Kegiatan tersebut berlangsung di Ruang Rapat BPKD Rejang Lebong, Rabu 9 September 2026. Zoom meeting dipimpin langsung Sekretaris Daerah (Sekda) Rejang Lebong, Iwan Sumantri, SE., MM., didampingi Inspektur Rejang Lebong Erik Rosadi, S.STP., M.Si., Kepala BPKD Rejang Lebong Dicky Iswandi, ST., serta sejumlah perwakilan Organisasi Perangkat Daerah (OPD).
Inspektur Rejang Lebong Erik Rosadi menjelaskan, asistensi bersama Kemendagri tersebut difokuskan pada upaya memperbaiki kualitas Laporan Keuangan Pemerintah Daerah (LKPD), khususnya untuk tahun anggaran 2025.
Menurutnya, Pemkab Rejang Lebong pada 2025 memperoleh opini Wajar Dengan Pengecualian (WDP) dari Badan Pemeriksa Keuangan (BPK), setelah pada tahun-tahun sebelumnya berhasil memperoleh opini Wajar Tanpa Pengecualian (WTP).

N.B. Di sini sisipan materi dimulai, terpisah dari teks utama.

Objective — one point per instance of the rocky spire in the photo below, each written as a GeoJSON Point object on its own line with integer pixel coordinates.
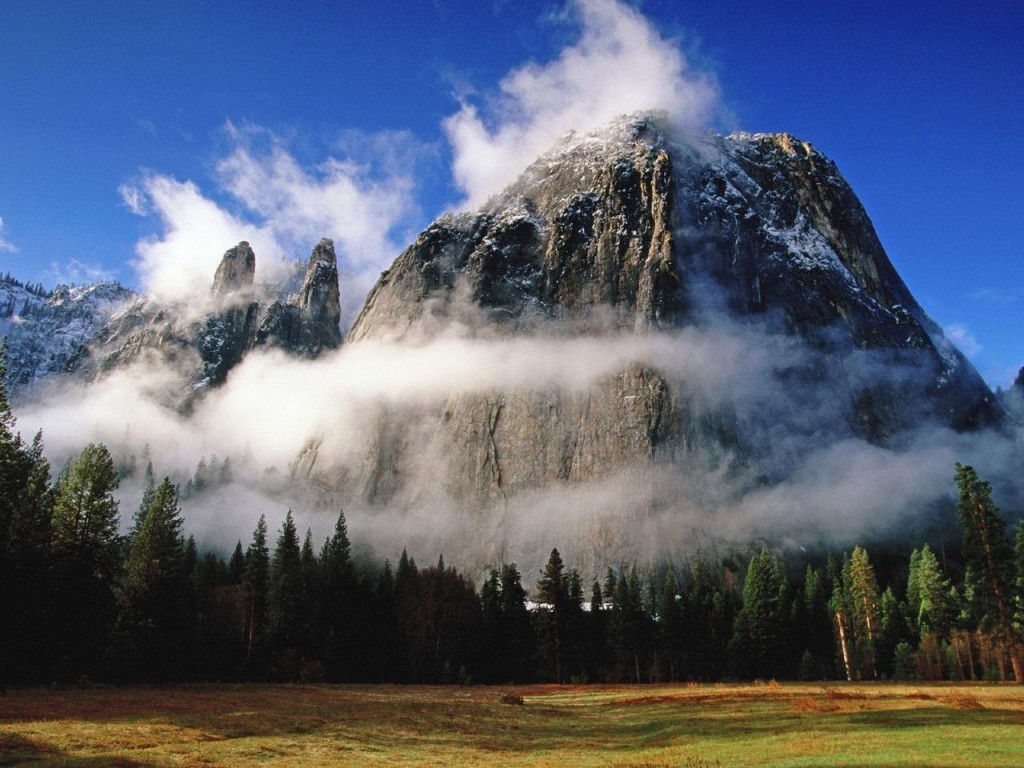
{"type": "Point", "coordinates": [318, 299]}
{"type": "Point", "coordinates": [308, 324]}
{"type": "Point", "coordinates": [237, 270]}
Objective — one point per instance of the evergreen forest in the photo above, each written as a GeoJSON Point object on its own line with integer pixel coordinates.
{"type": "Point", "coordinates": [82, 602]}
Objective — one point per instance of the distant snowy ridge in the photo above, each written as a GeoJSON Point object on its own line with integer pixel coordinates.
{"type": "Point", "coordinates": [45, 333]}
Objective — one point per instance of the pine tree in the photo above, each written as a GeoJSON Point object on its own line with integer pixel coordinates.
{"type": "Point", "coordinates": [286, 586]}
{"type": "Point", "coordinates": [928, 594]}
{"type": "Point", "coordinates": [671, 629]}
{"type": "Point", "coordinates": [759, 637]}
{"type": "Point", "coordinates": [517, 642]}
{"type": "Point", "coordinates": [154, 586]}
{"type": "Point", "coordinates": [861, 589]}
{"type": "Point", "coordinates": [339, 602]}
{"type": "Point", "coordinates": [989, 560]}
{"type": "Point", "coordinates": [255, 584]}
{"type": "Point", "coordinates": [87, 556]}
{"type": "Point", "coordinates": [552, 616]}
{"type": "Point", "coordinates": [26, 590]}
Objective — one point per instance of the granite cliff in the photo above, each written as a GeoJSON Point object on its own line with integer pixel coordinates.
{"type": "Point", "coordinates": [638, 230]}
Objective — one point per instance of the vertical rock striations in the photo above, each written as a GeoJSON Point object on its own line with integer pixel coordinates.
{"type": "Point", "coordinates": [308, 324]}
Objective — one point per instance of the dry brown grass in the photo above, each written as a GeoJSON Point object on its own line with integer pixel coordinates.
{"type": "Point", "coordinates": [627, 726]}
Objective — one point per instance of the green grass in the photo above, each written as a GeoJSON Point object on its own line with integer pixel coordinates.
{"type": "Point", "coordinates": [617, 726]}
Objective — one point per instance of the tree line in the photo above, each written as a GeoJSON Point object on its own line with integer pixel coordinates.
{"type": "Point", "coordinates": [80, 601]}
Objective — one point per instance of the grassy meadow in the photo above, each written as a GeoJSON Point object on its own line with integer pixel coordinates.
{"type": "Point", "coordinates": [691, 726]}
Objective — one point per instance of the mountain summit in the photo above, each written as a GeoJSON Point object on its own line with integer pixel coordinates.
{"type": "Point", "coordinates": [648, 334]}
{"type": "Point", "coordinates": [749, 242]}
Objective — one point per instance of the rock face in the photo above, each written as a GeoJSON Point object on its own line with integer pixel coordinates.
{"type": "Point", "coordinates": [45, 332]}
{"type": "Point", "coordinates": [203, 350]}
{"type": "Point", "coordinates": [237, 270]}
{"type": "Point", "coordinates": [632, 229]}
{"type": "Point", "coordinates": [309, 324]}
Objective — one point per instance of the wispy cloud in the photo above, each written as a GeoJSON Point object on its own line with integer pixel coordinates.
{"type": "Point", "coordinates": [263, 193]}
{"type": "Point", "coordinates": [5, 245]}
{"type": "Point", "coordinates": [620, 65]}
{"type": "Point", "coordinates": [996, 296]}
{"type": "Point", "coordinates": [963, 339]}
{"type": "Point", "coordinates": [75, 272]}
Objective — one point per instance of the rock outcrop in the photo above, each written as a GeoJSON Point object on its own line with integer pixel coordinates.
{"type": "Point", "coordinates": [635, 229]}
{"type": "Point", "coordinates": [203, 350]}
{"type": "Point", "coordinates": [308, 324]}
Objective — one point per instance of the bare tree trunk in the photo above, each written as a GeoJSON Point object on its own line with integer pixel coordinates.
{"type": "Point", "coordinates": [843, 644]}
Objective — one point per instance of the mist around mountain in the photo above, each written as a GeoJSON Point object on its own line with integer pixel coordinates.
{"type": "Point", "coordinates": [652, 343]}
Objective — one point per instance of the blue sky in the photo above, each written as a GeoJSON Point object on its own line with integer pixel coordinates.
{"type": "Point", "coordinates": [138, 140]}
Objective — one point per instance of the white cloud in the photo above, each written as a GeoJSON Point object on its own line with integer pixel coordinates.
{"type": "Point", "coordinates": [963, 339]}
{"type": "Point", "coordinates": [75, 272]}
{"type": "Point", "coordinates": [621, 65]}
{"type": "Point", "coordinates": [5, 245]}
{"type": "Point", "coordinates": [265, 195]}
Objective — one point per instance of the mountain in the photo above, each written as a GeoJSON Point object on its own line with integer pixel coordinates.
{"type": "Point", "coordinates": [45, 332]}
{"type": "Point", "coordinates": [202, 342]}
{"type": "Point", "coordinates": [649, 337]}
{"type": "Point", "coordinates": [641, 232]}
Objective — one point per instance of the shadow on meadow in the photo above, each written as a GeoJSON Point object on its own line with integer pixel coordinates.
{"type": "Point", "coordinates": [349, 722]}
{"type": "Point", "coordinates": [19, 751]}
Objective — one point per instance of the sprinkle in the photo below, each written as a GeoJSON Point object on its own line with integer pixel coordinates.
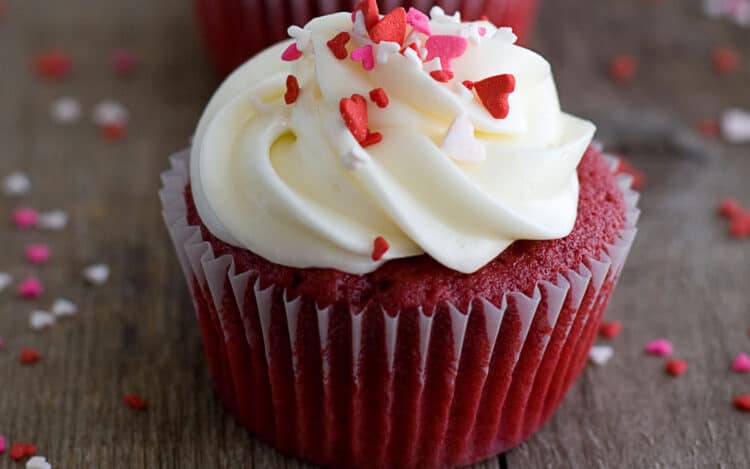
{"type": "Point", "coordinates": [461, 145]}
{"type": "Point", "coordinates": [96, 274]}
{"type": "Point", "coordinates": [123, 62]}
{"type": "Point", "coordinates": [735, 125]}
{"type": "Point", "coordinates": [109, 112]}
{"type": "Point", "coordinates": [29, 356]}
{"type": "Point", "coordinates": [364, 55]}
{"type": "Point", "coordinates": [741, 363]}
{"type": "Point", "coordinates": [391, 28]}
{"type": "Point", "coordinates": [30, 288]}
{"type": "Point", "coordinates": [37, 254]}
{"type": "Point", "coordinates": [291, 53]}
{"type": "Point", "coordinates": [63, 308]}
{"type": "Point", "coordinates": [599, 355]}
{"type": "Point", "coordinates": [65, 110]}
{"type": "Point", "coordinates": [676, 367]}
{"type": "Point", "coordinates": [301, 36]}
{"type": "Point", "coordinates": [292, 90]}
{"type": "Point", "coordinates": [379, 97]}
{"type": "Point", "coordinates": [443, 76]}
{"type": "Point", "coordinates": [338, 45]}
{"type": "Point", "coordinates": [39, 320]}
{"type": "Point", "coordinates": [418, 20]}
{"type": "Point", "coordinates": [610, 330]}
{"type": "Point", "coordinates": [494, 92]}
{"type": "Point", "coordinates": [5, 280]}
{"type": "Point", "coordinates": [623, 68]}
{"type": "Point", "coordinates": [742, 402]}
{"type": "Point", "coordinates": [25, 218]}
{"type": "Point", "coordinates": [53, 221]}
{"type": "Point", "coordinates": [134, 401]}
{"type": "Point", "coordinates": [16, 184]}
{"type": "Point", "coordinates": [447, 48]}
{"type": "Point", "coordinates": [725, 60]}
{"type": "Point", "coordinates": [52, 65]}
{"type": "Point", "coordinates": [379, 248]}
{"type": "Point", "coordinates": [38, 462]}
{"type": "Point", "coordinates": [659, 347]}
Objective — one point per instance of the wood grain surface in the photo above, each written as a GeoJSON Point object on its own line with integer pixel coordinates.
{"type": "Point", "coordinates": [685, 280]}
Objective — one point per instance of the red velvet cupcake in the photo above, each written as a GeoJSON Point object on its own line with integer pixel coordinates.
{"type": "Point", "coordinates": [235, 30]}
{"type": "Point", "coordinates": [398, 259]}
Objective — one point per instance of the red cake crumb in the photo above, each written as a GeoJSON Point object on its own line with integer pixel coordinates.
{"type": "Point", "coordinates": [403, 283]}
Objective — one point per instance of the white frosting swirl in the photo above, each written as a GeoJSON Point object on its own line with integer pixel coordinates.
{"type": "Point", "coordinates": [291, 183]}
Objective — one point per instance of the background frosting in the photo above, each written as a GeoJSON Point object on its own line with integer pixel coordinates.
{"type": "Point", "coordinates": [291, 183]}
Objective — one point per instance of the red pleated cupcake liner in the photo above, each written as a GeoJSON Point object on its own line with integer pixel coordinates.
{"type": "Point", "coordinates": [378, 389]}
{"type": "Point", "coordinates": [237, 29]}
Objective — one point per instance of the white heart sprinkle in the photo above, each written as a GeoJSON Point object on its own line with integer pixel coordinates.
{"type": "Point", "coordinates": [17, 184]}
{"type": "Point", "coordinates": [63, 308]}
{"type": "Point", "coordinates": [461, 145]}
{"type": "Point", "coordinates": [5, 280]}
{"type": "Point", "coordinates": [41, 319]}
{"type": "Point", "coordinates": [735, 125]}
{"type": "Point", "coordinates": [66, 110]}
{"type": "Point", "coordinates": [97, 274]}
{"type": "Point", "coordinates": [110, 113]}
{"type": "Point", "coordinates": [53, 221]}
{"type": "Point", "coordinates": [599, 355]}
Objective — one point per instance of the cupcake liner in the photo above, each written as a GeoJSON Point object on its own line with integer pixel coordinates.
{"type": "Point", "coordinates": [373, 388]}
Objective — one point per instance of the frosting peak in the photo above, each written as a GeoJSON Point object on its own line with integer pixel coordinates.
{"type": "Point", "coordinates": [376, 138]}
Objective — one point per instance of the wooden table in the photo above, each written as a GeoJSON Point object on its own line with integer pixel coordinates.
{"type": "Point", "coordinates": [686, 279]}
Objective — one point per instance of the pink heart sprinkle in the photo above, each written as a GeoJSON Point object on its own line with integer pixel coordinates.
{"type": "Point", "coordinates": [291, 53]}
{"type": "Point", "coordinates": [419, 21]}
{"type": "Point", "coordinates": [25, 217]}
{"type": "Point", "coordinates": [741, 363]}
{"type": "Point", "coordinates": [30, 288]}
{"type": "Point", "coordinates": [37, 253]}
{"type": "Point", "coordinates": [659, 347]}
{"type": "Point", "coordinates": [364, 55]}
{"type": "Point", "coordinates": [446, 48]}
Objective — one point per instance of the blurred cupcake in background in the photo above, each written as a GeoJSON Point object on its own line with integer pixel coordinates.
{"type": "Point", "coordinates": [237, 29]}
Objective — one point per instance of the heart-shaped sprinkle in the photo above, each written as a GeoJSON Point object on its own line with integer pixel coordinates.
{"type": "Point", "coordinates": [292, 90]}
{"type": "Point", "coordinates": [446, 48]}
{"type": "Point", "coordinates": [391, 28]}
{"type": "Point", "coordinates": [337, 45]}
{"type": "Point", "coordinates": [364, 55]}
{"type": "Point", "coordinates": [354, 112]}
{"type": "Point", "coordinates": [379, 248]}
{"type": "Point", "coordinates": [291, 53]}
{"type": "Point", "coordinates": [741, 363]}
{"type": "Point", "coordinates": [460, 143]}
{"type": "Point", "coordinates": [37, 254]}
{"type": "Point", "coordinates": [494, 92]}
{"type": "Point", "coordinates": [419, 21]}
{"type": "Point", "coordinates": [379, 97]}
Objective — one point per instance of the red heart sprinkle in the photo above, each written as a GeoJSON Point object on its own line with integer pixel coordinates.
{"type": "Point", "coordinates": [354, 112]}
{"type": "Point", "coordinates": [369, 8]}
{"type": "Point", "coordinates": [494, 92]}
{"type": "Point", "coordinates": [379, 248]}
{"type": "Point", "coordinates": [443, 76]}
{"type": "Point", "coordinates": [29, 356]}
{"type": "Point", "coordinates": [292, 90]}
{"type": "Point", "coordinates": [338, 45]}
{"type": "Point", "coordinates": [134, 401]}
{"type": "Point", "coordinates": [391, 28]}
{"type": "Point", "coordinates": [379, 97]}
{"type": "Point", "coordinates": [676, 367]}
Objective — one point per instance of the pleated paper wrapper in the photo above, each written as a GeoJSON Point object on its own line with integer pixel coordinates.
{"type": "Point", "coordinates": [369, 389]}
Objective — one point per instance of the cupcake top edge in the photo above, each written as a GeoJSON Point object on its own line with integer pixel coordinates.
{"type": "Point", "coordinates": [369, 137]}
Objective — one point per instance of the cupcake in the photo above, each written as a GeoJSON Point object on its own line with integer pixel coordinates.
{"type": "Point", "coordinates": [235, 30]}
{"type": "Point", "coordinates": [398, 246]}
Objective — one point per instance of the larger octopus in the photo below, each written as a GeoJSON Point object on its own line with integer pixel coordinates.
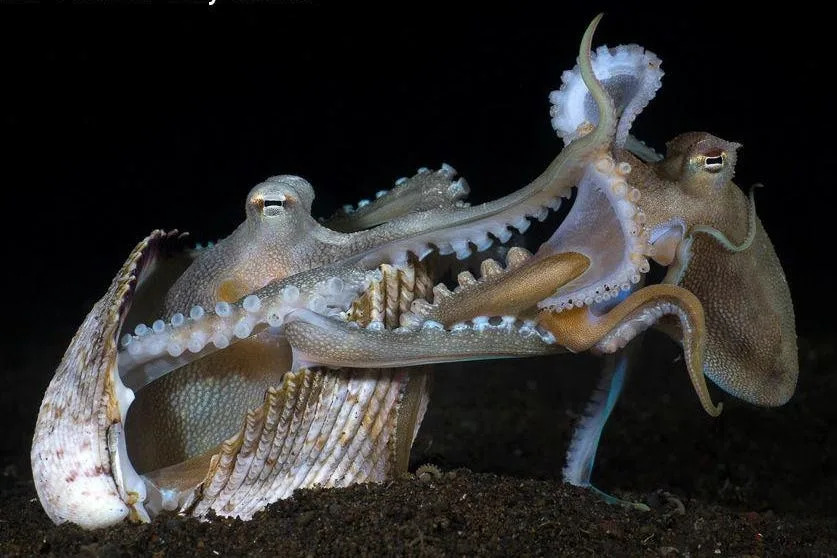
{"type": "Point", "coordinates": [292, 353]}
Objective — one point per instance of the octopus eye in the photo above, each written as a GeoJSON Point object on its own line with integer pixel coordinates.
{"type": "Point", "coordinates": [271, 207]}
{"type": "Point", "coordinates": [714, 161]}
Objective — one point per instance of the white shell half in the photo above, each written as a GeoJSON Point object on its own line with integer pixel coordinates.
{"type": "Point", "coordinates": [630, 74]}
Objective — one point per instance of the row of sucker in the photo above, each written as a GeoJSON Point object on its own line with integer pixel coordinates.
{"type": "Point", "coordinates": [430, 188]}
{"type": "Point", "coordinates": [421, 314]}
{"type": "Point", "coordinates": [478, 237]}
{"type": "Point", "coordinates": [152, 351]}
{"type": "Point", "coordinates": [610, 178]}
{"type": "Point", "coordinates": [638, 322]}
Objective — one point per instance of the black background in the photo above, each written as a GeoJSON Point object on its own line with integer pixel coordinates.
{"type": "Point", "coordinates": [116, 122]}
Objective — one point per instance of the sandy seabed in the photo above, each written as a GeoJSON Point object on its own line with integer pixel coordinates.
{"type": "Point", "coordinates": [753, 482]}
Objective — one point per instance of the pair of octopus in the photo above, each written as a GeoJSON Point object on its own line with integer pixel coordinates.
{"type": "Point", "coordinates": [294, 352]}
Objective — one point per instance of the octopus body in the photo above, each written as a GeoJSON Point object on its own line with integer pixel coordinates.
{"type": "Point", "coordinates": [296, 352]}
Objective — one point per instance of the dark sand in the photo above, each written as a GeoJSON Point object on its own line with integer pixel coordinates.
{"type": "Point", "coordinates": [754, 482]}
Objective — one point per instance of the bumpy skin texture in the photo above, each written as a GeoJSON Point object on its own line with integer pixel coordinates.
{"type": "Point", "coordinates": [285, 294]}
{"type": "Point", "coordinates": [751, 345]}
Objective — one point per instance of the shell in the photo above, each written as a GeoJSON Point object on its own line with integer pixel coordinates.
{"type": "Point", "coordinates": [316, 428]}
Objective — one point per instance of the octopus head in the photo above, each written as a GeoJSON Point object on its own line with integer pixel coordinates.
{"type": "Point", "coordinates": [280, 203]}
{"type": "Point", "coordinates": [701, 163]}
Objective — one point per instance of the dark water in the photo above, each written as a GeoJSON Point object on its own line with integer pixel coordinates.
{"type": "Point", "coordinates": [112, 126]}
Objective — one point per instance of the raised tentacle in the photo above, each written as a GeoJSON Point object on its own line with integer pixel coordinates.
{"type": "Point", "coordinates": [425, 190]}
{"type": "Point", "coordinates": [512, 293]}
{"type": "Point", "coordinates": [579, 329]}
{"type": "Point", "coordinates": [320, 341]}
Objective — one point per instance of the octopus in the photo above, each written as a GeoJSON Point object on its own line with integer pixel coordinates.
{"type": "Point", "coordinates": [298, 352]}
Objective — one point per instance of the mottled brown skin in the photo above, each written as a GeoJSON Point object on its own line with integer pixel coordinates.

“Fokus kita adalah menindaklanjuti catatan dan temuan pemeriksaan BPK agar segera diselesaikan dan tidak kembali menjadi temuan berulang pada 2026,” ujar Erik.

Ia menyebutkan, salah satu perhatian utama dalam tindak lanjut tersebut adalah sektor pengadaan barang dan jasa. Dalam pemeriksaan sebelumnya, ditemukan sejumlah persoalan, termasuk kekurangan volume pekerjaan yang kemudian menjadi bagian dari temuan dan Tuntutan Ganti Rugi (TGR).
Erik menegaskan, Inspektorat Rejang Lebong siap melakukan pendampingan dan pengawasan agar seluruh catatan pemeriksaan dapat ditindaklanjuti dengan baik.
“Inspektorat tentu siap mendampingi dan mengawal. Kita berharap penyusunan LKPD 2026 dapat lebih baik sehingga opini WTP bisa kita peroleh kembali,” katanya.
Melalui asistensi dan pembinaan bersama Kemendagri serta dukungan Pemerintah Provinsi Bengkulu, Pemkab Rejang Lebong optimistis perbaikan pengelolaan keuangan daerah dapat terus dilakukan secara konsisten.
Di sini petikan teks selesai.